To encourage spending, the US government sent out cheques worth $ 80 billion to consumers. But consumers spent only $ 12 billion of this, saving the rest. After years of overspending, consumers are chastened and recanting, so the stimulus is not working. President-elect Obama has promised a second stimulus of $ 300 billion. It’s unclear whether this will work any better than the Bush stimulus.
After initially sniggering at the US capitalist model, Europe finds itself in deep trouble too. Recessions create fiscal deficits, and stimulus packages even more so. But some European countries already have such high public debts that they bar the risk of defaulting on repayments as their economies sink, a fate once reserved for Third World countries. Iceland is the worst hit, but may be small enough to be rescued by the IMF. But the IMF lacks the resources to rescue all tottering East European countries.
The really bad news is that mainline Eurozone countries like Greece are now in danger of sovereign default. A sequential run on the credit default swaps of European governments seems to have begun. Market rates suggest a 10-15% chance of Greek default. Greece’s national debt is a high 90% of GDP, of which 20% has to be refinanced in a few months. It’s unclear how Greece can be rescued if it defaults.
If Greece goes under, Italy, a G-7 country, will be next in line—its public finances are almost as bad. Britain can devalue to survive a financial crisis, but this option is not available to troubled Eurozone members tied to the euro, including Ireland, Portugal and Spain. Ailing banks in Eastern Europe are mostly owned by West Europe, so a banking collapse in the former could lead to massive contagion in the latter.
Indeed, the very conceptual foundation of the Eurozone, as one where a common currency ensured credit to all on good terms, is now in doubt. Wages and pensions are way too high in some countries relative to others. The problem was masked in good times. Now that the tide is going out, it’s becoming clear who was swimming naked.
Another top economist said at Neemrana that three aspects of the global crisis had been underestimated. One was the vicious downward spiral where financial distress caused production distress, which caused yet more financial distress. Second, the vulnerability of banks had been grossly underestimated.

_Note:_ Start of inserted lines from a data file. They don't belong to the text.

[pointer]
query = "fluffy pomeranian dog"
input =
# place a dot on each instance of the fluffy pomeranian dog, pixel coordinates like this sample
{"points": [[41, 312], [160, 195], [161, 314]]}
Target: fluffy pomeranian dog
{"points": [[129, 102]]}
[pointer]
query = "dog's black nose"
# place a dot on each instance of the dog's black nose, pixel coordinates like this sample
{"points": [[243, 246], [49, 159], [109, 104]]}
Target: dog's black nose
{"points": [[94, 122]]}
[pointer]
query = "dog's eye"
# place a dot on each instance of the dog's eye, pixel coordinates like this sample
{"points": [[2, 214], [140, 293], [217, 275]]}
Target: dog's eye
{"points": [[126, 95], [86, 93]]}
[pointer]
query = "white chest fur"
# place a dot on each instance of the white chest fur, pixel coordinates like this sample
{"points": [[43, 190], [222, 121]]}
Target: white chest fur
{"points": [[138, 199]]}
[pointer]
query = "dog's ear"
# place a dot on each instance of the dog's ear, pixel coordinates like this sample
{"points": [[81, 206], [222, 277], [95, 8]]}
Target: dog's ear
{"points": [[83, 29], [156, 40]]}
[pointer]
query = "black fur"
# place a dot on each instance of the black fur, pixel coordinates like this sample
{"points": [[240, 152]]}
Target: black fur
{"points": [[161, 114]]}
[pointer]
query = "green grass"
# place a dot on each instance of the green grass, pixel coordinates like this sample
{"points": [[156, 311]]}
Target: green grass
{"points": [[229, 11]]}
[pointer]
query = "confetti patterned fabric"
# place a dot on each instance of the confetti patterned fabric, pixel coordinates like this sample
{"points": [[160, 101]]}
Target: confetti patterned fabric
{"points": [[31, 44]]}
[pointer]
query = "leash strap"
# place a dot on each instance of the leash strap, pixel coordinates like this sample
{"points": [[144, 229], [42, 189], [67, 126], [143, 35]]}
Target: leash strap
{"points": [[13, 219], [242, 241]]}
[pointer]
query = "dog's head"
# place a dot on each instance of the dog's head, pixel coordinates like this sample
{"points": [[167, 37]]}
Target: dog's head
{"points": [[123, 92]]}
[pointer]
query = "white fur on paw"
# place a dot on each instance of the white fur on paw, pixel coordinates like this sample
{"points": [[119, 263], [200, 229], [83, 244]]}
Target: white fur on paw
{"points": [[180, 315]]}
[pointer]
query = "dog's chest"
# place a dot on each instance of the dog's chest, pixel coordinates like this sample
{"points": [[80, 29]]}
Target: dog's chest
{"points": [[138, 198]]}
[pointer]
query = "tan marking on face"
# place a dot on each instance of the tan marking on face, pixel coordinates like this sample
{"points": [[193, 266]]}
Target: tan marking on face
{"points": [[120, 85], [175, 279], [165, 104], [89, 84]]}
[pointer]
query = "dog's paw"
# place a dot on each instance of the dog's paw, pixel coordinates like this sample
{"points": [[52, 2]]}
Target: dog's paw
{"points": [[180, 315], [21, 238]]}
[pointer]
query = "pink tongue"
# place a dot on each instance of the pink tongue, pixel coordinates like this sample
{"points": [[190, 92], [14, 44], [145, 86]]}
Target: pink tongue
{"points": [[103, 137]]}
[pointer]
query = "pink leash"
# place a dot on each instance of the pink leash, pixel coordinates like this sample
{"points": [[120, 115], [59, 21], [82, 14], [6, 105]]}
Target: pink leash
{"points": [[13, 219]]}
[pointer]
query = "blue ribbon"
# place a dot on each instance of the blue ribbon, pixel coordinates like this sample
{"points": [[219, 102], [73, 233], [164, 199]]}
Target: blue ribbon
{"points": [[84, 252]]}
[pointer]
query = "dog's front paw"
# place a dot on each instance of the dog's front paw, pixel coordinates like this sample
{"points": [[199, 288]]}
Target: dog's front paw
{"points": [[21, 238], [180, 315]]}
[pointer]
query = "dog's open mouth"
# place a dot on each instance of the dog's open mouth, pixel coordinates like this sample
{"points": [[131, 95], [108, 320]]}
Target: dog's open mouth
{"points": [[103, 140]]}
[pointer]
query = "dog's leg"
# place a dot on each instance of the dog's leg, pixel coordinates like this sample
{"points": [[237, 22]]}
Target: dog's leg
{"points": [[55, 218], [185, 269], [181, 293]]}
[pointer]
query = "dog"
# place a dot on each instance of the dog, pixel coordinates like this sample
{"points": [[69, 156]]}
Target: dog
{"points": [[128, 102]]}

Third, nobody anticipated the speed with which galloping commodity prices in the first half of 20008 would be followed by collapsing prices in the second half.
As a result, he said, the world faces a shock of unprecedented proportions. Growth in advanced economies will fall in 2009, for the first time since World War II. Asia may seem in better shape than other regions, but this is largely because of the lag in transmission of the crisis from the West. Soon, Asia will be hit badly too. And India will suffer along with the rest of Asia.
Another top global economist declared that the crisis was structural, reflecting a serious global misallocation of money in recent years, which had created many bubbles that had now burst. Pumping in more money could not resolve the problem, since it amounted to an attempt to reflate the old bubbles. Instead painful structural change was needed, he said, and this could take years.
The mood of these top global economists at Neemrana was far gloomier than I had expected. While hoping they are wrong, we must be prepared for their being right.
(Neemrana rules prohibit reporting on who said what. The names of Neemrana economist-participants are available in the NCAER website).